Landscape Architecture Professor Awarded Prestigious Rome Prize
A focus on the integration of agroecology in contemporary urban environments.
University of Texas News
Apr 23, 2021
Excerpt:
Lickwar’s research and practice investigate the powerful connection between the vegetal world and human well-being, with a focus on the integration of agroecology in contemporary urban environments. She is a registered landscape architect with more than 15 years of experience in the design and construction of culturally significant gardens and civic landscapes, including the National World War I Memorial, the Newport Beach Civic Center Park, the Glenstone Museum, and the National September 11 Memorial in New York.

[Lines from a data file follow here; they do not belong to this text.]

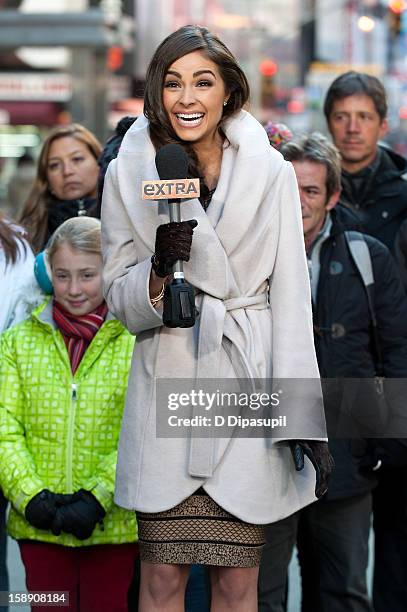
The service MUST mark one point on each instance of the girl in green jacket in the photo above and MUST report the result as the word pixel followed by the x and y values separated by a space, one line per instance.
pixel 63 378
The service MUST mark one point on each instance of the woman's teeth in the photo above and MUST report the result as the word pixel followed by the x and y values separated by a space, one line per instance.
pixel 190 118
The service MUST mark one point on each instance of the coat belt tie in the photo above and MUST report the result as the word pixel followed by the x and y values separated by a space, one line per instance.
pixel 215 325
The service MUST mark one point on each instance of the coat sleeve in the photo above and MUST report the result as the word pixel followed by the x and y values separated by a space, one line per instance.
pixel 293 353
pixel 391 310
pixel 18 477
pixel 125 278
pixel 390 303
pixel 400 252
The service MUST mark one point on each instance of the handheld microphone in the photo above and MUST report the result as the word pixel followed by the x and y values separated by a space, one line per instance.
pixel 172 166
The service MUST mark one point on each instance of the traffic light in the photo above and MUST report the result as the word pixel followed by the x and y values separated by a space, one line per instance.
pixel 268 69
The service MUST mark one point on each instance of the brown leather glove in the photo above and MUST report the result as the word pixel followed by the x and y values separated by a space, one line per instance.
pixel 172 243
pixel 320 457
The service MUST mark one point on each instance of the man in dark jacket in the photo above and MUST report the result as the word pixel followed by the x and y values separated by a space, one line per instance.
pixel 333 533
pixel 374 185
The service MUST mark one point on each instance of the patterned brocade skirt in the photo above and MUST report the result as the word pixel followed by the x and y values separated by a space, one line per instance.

Her proposal “Promiscuous Cultures: Agroecology and the Orto Urbano” will examine remnant and lost practices of traditional agroecology in the Fascia Olivata Assisi-Spoleto of central Italy, and will speculate on how their recovery can inspire novel hybrid forms of urban agriculture in Rome. Through a series of hybrid drawings that analyze the forms and practices of coltura promisuca, or mixed cultures, Lickwar will tell the story of the region’s transformation from a landscape of intensive mixed cultivation to one of extensive mechanized monocropping. She will then reinterpret this lost practice of layering and overlapping distinct vegetal forms for contemporary, urban adaption through a series of speculative proposals.